How fast are those packets moving? - luu
http://blog.wesleyac.com/posts/ping-lightspeed
======
anon1253
There is an interesting urban legend / story about the 500 mile email that
covers this as well:
[https://www.ibiblio.org/harris/500milemail.html](https://www.ibiblio.org/harris/500milemail.html)

excerpt:

' "We're having a problem sending email out of the department."

"What's the problem?" I asked.

"We can't send mail more than 500 miles," the chairman explained.

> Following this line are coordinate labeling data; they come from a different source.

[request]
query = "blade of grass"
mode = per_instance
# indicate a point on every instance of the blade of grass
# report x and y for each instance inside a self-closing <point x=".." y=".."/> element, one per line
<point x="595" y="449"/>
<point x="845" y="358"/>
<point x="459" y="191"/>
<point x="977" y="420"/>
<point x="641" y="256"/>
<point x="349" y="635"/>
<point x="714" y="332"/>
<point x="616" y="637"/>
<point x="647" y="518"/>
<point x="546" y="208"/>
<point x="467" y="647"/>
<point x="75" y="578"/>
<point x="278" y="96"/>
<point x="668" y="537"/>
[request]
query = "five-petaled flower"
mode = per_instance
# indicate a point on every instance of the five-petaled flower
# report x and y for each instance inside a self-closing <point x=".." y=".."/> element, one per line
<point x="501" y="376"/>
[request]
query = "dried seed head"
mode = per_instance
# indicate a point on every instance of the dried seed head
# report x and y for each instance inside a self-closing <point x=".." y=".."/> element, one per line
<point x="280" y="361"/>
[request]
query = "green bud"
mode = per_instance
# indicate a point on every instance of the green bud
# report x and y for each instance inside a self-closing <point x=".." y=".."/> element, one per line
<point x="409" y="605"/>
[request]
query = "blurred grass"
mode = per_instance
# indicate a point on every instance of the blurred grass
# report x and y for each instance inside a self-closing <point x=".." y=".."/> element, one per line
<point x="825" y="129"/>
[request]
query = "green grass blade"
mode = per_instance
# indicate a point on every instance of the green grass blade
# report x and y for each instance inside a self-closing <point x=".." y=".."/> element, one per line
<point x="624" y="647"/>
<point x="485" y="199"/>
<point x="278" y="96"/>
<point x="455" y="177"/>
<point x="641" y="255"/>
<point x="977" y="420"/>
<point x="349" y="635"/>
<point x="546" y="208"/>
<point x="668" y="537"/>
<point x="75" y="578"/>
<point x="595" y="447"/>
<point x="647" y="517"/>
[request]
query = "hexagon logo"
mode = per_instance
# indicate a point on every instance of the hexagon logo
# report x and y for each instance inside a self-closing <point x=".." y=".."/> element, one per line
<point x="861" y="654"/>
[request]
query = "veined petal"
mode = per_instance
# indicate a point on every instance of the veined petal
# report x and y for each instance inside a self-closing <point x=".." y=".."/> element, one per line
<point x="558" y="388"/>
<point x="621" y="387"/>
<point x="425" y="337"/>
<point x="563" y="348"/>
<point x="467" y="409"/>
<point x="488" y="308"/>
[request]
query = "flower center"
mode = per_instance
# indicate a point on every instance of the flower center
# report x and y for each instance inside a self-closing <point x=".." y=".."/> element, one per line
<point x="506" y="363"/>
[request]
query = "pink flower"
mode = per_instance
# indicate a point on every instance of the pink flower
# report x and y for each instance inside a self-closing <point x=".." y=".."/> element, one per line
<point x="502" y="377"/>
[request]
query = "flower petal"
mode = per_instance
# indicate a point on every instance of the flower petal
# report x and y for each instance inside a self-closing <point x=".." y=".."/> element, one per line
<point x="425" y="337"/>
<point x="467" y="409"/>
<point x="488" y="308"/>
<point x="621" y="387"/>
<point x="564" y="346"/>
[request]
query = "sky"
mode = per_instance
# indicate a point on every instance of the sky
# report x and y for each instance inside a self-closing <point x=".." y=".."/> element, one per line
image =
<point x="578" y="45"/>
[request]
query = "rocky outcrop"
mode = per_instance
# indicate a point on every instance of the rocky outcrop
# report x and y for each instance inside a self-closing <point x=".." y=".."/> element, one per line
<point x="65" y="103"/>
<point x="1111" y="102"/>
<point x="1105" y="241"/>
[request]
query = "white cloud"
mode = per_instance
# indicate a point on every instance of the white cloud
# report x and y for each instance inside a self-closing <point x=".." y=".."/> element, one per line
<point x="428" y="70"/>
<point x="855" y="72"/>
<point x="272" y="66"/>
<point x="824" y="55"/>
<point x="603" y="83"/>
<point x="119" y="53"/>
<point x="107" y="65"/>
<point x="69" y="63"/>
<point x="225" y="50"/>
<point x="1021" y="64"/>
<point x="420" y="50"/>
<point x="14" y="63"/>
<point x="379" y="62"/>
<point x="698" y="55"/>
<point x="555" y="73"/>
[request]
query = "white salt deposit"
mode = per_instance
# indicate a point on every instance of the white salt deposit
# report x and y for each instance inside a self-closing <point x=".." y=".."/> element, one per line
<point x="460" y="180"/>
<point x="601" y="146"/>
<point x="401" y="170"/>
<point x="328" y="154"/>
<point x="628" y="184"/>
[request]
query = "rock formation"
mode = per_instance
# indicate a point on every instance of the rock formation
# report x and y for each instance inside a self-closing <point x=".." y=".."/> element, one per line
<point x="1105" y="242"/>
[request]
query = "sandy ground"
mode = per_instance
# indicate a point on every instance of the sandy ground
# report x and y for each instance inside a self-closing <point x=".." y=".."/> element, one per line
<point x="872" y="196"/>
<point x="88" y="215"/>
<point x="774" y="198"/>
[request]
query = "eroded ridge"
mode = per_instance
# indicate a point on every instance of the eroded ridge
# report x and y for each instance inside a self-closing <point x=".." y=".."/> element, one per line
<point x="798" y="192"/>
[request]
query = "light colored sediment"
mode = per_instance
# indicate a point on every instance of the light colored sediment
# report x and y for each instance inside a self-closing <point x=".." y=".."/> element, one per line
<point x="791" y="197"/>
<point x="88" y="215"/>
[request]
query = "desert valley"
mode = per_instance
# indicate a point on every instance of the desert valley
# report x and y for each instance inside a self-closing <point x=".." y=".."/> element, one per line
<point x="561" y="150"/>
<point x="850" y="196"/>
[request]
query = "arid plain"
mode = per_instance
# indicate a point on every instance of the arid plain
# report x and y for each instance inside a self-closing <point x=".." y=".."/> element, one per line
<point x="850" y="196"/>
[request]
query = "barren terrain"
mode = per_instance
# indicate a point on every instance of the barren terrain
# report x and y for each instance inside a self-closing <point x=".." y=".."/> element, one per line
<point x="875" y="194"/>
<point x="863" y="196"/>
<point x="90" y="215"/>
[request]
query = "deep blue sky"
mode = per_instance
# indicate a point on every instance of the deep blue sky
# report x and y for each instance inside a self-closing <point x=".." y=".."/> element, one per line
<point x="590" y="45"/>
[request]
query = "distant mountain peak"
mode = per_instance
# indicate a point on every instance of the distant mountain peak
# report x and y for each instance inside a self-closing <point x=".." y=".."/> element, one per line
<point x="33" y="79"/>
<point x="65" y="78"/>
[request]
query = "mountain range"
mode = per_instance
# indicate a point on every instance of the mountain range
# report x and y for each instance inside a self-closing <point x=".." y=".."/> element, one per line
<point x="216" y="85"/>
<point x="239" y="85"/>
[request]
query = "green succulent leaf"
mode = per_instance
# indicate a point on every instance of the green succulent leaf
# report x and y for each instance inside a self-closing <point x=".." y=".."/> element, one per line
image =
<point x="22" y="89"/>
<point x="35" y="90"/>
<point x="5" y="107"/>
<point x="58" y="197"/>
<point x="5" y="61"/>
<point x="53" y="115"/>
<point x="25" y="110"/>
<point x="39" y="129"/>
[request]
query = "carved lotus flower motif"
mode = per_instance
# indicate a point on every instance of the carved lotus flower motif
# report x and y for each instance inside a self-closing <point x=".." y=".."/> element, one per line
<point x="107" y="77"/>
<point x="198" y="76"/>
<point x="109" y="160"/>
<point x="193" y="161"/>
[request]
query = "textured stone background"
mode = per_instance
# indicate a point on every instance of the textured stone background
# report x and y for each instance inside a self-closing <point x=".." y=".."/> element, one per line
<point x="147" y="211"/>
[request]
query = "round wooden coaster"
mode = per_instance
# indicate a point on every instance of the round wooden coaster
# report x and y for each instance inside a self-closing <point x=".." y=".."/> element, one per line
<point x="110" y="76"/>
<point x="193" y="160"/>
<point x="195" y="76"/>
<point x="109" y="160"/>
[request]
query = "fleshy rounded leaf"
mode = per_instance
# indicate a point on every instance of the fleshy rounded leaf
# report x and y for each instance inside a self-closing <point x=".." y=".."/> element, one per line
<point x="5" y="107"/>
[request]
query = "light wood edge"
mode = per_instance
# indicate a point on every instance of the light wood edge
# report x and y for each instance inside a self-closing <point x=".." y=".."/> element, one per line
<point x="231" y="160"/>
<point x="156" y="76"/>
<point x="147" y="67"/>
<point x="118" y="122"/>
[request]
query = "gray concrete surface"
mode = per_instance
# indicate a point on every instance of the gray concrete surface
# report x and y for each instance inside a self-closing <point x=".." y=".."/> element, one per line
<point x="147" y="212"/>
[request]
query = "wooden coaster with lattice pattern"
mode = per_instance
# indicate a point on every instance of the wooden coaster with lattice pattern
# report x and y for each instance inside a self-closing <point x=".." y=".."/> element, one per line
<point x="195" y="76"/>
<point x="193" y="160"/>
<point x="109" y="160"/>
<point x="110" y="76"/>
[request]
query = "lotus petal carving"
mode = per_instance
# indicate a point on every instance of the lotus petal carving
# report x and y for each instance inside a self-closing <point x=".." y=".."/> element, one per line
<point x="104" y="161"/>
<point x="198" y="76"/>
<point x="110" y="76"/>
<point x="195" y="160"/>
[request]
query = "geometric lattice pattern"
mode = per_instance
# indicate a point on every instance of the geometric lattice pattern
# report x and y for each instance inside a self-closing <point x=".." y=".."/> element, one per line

I choked on my latte. "Come again?"'

------
userbinator
_I would expect SF to Hong Kong to be much faster than Denver to Chicago,
since a larger percentage of the time would be spent travelling over fiber._

Regular electrical signals can propagate just as fast in copper wires as light
does in fiber:

[https://en.wikipedia.org/wiki/Wave_propagation_speed](https://en.wikipedia.org/wiki/Wave_propagation_speed)

Also, if there are any wireless (microwave) links in the path, those will
actually be (almost, due to the atmosphere) at the speed of light.

------
topranks
A few issues:

\- They don't factor the time the opto-electrical converstion takes at each
hop.

\- They don't factor queueing and buffering in any devices

\- They assume the router was able to instantly generate the TTL exceeded
message at each traceroute hop.

\- They don't seem to consider that the return path might be going via Japan
with a hop through France, which won't show on the traceroute at all.

\- They assume each non-passive device on the path will show in the traceroute
(this isn't true, L1/2 devices won't show, technologies like MPLS can
obfuscate entire network cores).

In terms of how fast light moves in single-mode fibre it's fairly constant,
the variance here ins't to do with the fibre.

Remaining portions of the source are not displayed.